Fig. 8. (a) Circuit diagram of 4-8 GHz doubler. (b) Response in time domain of the doubler. (c) Frequency response of the doubler.



**M. I. Sobhy** (M'60) received the B.Sc. degree in electrical engineering from the University of Cairo, Cairo, Egypt, in 1956 and the Ph.D. degree from the University of Leeds, Leeds, England, in 1966.

He was a Teaching Assistant in the Department of Electrical Engineering at the University of Cairo until 1962, when he joined the University of Leeds, first as a research student and later as a Lecturer working on microwave ferrite devices. In 1966 he joined Microwave Associates Ltd., Luton, England, as a Research Engineer, where he worked on the development of microwave solid-state devices. He joined the University of Kent at Canterbury, Canterbury, England, in 1967, where he is now leading a research group engaged on projects on solid-state devices and microwave circuits. He is also a consultant to a number of industrial establishments.

Dr. Sobhy has published more than 60 papers in the fields of microwave circuits, computer-aided design of nonlinear circuits, digital

filters, switched capacitor filters, and microwave solid-state devices. He is currently Director of the Electronic Engineering Laboratories at the University of Kent. Dr.
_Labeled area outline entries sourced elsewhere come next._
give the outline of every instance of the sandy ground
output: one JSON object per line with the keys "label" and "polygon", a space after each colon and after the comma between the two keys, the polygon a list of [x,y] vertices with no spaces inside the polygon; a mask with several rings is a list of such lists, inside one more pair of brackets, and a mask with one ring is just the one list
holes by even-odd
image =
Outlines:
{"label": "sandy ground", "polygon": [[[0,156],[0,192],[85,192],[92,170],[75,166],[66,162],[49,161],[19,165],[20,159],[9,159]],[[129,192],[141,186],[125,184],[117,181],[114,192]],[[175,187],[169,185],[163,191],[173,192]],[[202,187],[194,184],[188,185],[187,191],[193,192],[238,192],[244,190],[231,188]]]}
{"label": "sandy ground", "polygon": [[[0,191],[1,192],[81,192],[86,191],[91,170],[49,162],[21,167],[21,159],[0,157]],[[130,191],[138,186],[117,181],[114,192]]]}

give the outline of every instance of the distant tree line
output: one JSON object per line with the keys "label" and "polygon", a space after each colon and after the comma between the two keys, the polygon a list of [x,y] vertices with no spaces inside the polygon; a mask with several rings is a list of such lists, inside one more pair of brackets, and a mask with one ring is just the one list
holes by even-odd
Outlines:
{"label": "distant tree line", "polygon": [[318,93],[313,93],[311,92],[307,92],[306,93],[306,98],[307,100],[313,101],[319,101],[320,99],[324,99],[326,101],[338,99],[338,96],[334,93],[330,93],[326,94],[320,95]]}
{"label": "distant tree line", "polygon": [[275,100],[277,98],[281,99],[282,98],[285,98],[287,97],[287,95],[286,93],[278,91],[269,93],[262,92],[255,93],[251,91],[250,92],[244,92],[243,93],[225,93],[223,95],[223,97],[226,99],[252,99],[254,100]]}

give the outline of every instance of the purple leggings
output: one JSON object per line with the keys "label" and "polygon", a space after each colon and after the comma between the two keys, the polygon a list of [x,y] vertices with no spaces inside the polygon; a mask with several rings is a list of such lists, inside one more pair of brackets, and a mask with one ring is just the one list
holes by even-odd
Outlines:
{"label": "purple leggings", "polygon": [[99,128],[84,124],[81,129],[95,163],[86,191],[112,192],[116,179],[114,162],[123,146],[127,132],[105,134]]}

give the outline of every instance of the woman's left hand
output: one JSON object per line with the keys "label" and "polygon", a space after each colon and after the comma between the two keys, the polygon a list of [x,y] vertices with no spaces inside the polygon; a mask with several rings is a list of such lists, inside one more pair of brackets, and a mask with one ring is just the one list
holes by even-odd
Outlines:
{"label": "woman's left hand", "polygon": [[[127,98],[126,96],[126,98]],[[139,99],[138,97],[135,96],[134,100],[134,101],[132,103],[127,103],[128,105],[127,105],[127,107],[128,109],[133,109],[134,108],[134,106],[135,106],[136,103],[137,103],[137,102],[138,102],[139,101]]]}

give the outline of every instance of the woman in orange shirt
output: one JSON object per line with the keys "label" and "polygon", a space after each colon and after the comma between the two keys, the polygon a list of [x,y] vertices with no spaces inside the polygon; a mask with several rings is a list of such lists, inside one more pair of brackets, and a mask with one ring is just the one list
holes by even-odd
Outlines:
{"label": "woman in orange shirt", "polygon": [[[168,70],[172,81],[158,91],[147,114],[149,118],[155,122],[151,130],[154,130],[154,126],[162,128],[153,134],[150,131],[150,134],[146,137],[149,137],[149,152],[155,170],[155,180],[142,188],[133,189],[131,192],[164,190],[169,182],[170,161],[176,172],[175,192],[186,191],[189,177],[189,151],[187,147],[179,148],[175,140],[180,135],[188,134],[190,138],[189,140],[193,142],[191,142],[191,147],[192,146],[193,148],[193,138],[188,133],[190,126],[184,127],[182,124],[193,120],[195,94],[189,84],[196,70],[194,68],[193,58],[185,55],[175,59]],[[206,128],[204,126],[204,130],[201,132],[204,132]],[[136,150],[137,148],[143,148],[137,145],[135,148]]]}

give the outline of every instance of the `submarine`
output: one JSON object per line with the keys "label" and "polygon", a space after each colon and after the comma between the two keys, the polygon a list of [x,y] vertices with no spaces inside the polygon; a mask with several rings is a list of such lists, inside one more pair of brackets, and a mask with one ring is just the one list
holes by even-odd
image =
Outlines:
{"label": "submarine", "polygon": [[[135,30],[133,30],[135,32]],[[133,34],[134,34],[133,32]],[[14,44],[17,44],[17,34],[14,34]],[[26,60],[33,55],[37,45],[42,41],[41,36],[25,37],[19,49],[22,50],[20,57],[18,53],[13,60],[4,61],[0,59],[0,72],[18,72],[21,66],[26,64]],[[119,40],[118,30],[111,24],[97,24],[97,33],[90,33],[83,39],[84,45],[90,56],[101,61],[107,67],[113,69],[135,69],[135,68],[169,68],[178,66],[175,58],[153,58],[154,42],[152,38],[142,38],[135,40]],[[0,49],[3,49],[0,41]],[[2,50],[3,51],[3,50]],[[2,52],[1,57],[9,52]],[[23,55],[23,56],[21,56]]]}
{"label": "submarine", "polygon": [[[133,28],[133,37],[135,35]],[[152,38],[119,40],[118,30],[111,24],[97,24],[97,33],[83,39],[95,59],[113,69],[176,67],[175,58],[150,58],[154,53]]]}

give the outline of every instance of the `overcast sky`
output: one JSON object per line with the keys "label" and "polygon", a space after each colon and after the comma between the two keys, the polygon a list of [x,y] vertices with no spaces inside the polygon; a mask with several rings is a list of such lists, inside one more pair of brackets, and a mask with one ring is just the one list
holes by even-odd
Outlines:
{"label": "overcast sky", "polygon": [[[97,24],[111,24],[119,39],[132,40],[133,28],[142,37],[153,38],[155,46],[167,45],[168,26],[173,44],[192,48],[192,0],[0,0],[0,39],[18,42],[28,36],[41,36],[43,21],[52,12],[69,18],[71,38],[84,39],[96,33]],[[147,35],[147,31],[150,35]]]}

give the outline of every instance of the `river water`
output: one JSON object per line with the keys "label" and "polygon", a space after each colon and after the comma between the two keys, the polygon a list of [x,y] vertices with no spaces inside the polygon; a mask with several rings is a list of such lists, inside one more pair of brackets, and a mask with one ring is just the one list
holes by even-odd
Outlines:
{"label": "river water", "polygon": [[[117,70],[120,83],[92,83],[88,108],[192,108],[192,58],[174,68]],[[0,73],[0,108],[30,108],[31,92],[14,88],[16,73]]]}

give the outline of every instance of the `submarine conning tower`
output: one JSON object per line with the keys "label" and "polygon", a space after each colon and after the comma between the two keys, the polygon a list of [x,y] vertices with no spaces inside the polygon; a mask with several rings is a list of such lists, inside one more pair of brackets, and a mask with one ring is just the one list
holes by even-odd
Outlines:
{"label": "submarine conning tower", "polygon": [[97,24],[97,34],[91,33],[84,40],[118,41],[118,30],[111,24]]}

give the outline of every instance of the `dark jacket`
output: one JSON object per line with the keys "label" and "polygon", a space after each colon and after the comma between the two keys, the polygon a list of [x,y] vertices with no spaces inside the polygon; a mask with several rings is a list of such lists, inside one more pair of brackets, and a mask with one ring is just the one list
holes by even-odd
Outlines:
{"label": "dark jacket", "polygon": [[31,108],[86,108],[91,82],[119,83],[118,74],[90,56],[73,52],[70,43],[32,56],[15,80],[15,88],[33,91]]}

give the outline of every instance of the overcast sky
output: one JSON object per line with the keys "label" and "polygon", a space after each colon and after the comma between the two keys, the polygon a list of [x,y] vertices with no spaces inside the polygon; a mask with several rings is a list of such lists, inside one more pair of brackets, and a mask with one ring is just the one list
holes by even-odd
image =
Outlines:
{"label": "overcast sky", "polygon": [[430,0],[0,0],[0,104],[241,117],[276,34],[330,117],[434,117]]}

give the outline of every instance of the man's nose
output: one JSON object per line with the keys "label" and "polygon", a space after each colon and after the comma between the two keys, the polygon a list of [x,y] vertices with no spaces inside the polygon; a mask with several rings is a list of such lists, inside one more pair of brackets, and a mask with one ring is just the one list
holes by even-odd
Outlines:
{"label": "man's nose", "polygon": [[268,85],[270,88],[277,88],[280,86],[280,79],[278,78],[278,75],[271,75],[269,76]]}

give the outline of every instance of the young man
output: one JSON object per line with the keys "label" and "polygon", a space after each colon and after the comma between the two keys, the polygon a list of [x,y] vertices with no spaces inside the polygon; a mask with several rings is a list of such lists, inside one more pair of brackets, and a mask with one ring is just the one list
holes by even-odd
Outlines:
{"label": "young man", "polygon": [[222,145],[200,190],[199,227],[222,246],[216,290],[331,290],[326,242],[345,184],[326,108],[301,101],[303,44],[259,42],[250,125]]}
Sobhy is a Fellow of the Institute of Electrical Engineers, London, England.



**Y. A. R. El-Sawy** was born in Cairo, Egypt, in 1950. He received the B.Sc. and M.Sc. degrees from the Military Technical College, Cairo, in 1973 and 1986, respectively.

He joined the teaching staff at the Military Technical College in 1978. He has been on leave since 1987, working on a Ph.D. project at the University of Kent, Canterbury, U.K. He is currently working on computer-aided circuit design techniques using parallel processing.